I haven’t kept up with the hundreds of posts in this thread, so apologies if it’s already been mentioned. Does anyone remember Capitol Critters? It was an animated show from the early 1990s about a family of mice that lived in the White House. The funny thing is that although I remember it, I’d remembered it as a live action show with the mice being played by puppets, a la The Muppets, but when I looked it up it was clearly animated. Maybe I was conflating it with some other show.

I remember this. But I think I saw very little of it.

Your description reminded me a lot of a series of YouTube videos I saw awhile back. Looking on YouTube I find manshman and Robert Benfer doing very similar animations. No live action segments though.

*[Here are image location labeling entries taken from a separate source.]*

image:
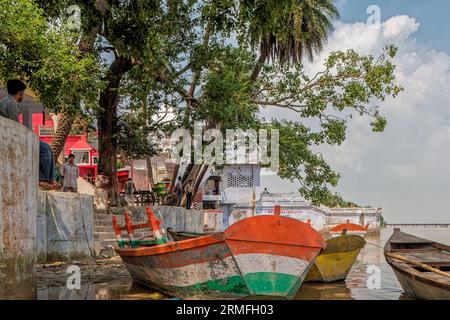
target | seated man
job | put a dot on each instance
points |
(9, 108)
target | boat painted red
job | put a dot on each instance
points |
(257, 256)
(350, 229)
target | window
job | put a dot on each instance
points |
(239, 181)
(46, 131)
(81, 157)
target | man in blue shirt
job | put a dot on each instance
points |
(9, 105)
(9, 108)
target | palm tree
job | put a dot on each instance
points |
(300, 29)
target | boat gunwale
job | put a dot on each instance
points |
(409, 271)
(415, 275)
(170, 247)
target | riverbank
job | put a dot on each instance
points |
(108, 278)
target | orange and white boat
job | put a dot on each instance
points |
(349, 229)
(257, 256)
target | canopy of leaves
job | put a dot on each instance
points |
(198, 59)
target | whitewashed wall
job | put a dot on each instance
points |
(19, 175)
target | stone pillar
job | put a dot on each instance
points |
(19, 174)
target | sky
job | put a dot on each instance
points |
(406, 169)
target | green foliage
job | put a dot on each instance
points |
(133, 139)
(336, 200)
(183, 61)
(226, 93)
(43, 55)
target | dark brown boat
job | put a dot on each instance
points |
(421, 266)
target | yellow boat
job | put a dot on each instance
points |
(335, 262)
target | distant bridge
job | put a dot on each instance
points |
(418, 225)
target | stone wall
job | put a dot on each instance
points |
(19, 167)
(69, 227)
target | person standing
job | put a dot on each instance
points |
(70, 173)
(179, 190)
(130, 188)
(9, 108)
(189, 189)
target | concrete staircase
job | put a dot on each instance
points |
(104, 231)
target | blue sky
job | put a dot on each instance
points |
(433, 16)
(404, 170)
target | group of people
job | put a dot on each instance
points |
(188, 190)
(9, 108)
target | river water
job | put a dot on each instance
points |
(371, 278)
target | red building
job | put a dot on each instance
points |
(86, 156)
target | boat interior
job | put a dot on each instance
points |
(427, 252)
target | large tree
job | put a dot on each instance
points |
(222, 61)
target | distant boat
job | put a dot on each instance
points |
(422, 266)
(336, 260)
(257, 256)
(351, 229)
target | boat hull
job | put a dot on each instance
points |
(420, 265)
(336, 261)
(255, 257)
(419, 288)
(202, 273)
(353, 233)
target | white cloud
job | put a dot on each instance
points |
(406, 169)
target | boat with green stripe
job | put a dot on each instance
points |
(258, 256)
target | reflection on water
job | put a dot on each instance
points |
(116, 290)
(355, 287)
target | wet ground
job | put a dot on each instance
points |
(109, 279)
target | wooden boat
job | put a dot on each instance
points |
(334, 263)
(421, 266)
(258, 256)
(351, 229)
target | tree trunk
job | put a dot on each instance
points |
(151, 181)
(66, 119)
(107, 124)
(62, 131)
(258, 67)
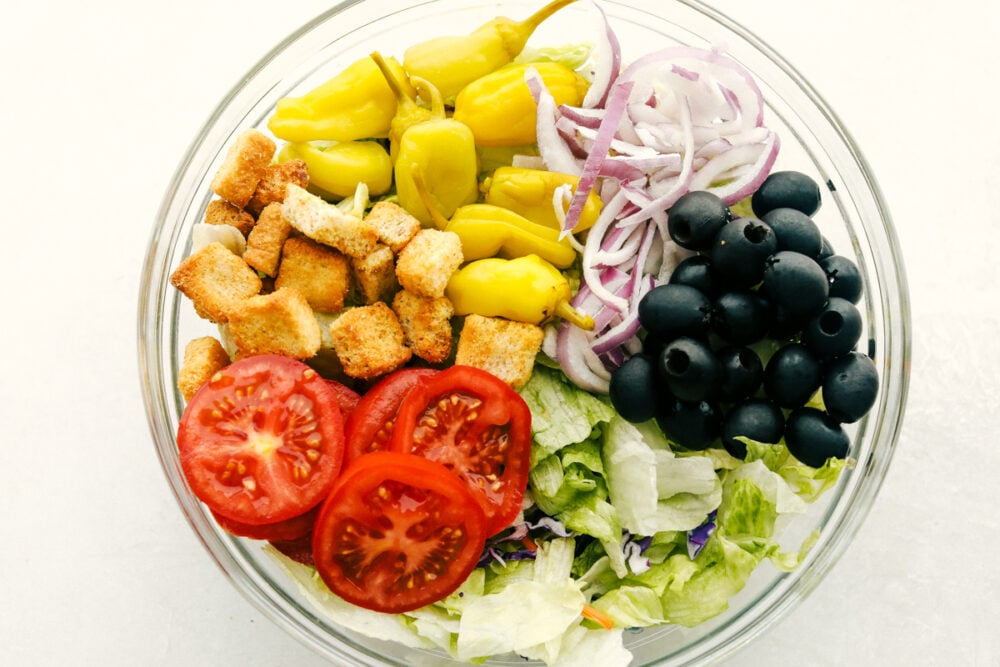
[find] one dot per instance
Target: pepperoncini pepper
(530, 193)
(486, 230)
(336, 169)
(437, 150)
(499, 107)
(452, 62)
(525, 289)
(357, 103)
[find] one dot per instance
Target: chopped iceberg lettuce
(652, 489)
(615, 522)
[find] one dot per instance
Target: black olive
(850, 386)
(813, 436)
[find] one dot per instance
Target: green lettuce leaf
(561, 414)
(651, 488)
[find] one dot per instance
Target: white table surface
(100, 101)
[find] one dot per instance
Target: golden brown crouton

Got another one. TVOntario used to run a bizarre British kids’ show called Vision On. It was darkly surreal…people falling into mirror universes, optical illusions, I remember the woman host (who would also simultaneously translate with sign language all her of dialogue) lying on a bed of nails at some point, line drawings coming to life. Creative stuff, but just unsettling enough for my nine year old brain.

Fast forward a few decades to my discovery of Doctor Who, and learning that my favorite old school Doctor, Sylvester McCoy, had been one of the stars of the show. I’ve met him twice, but both times neglected to mention it.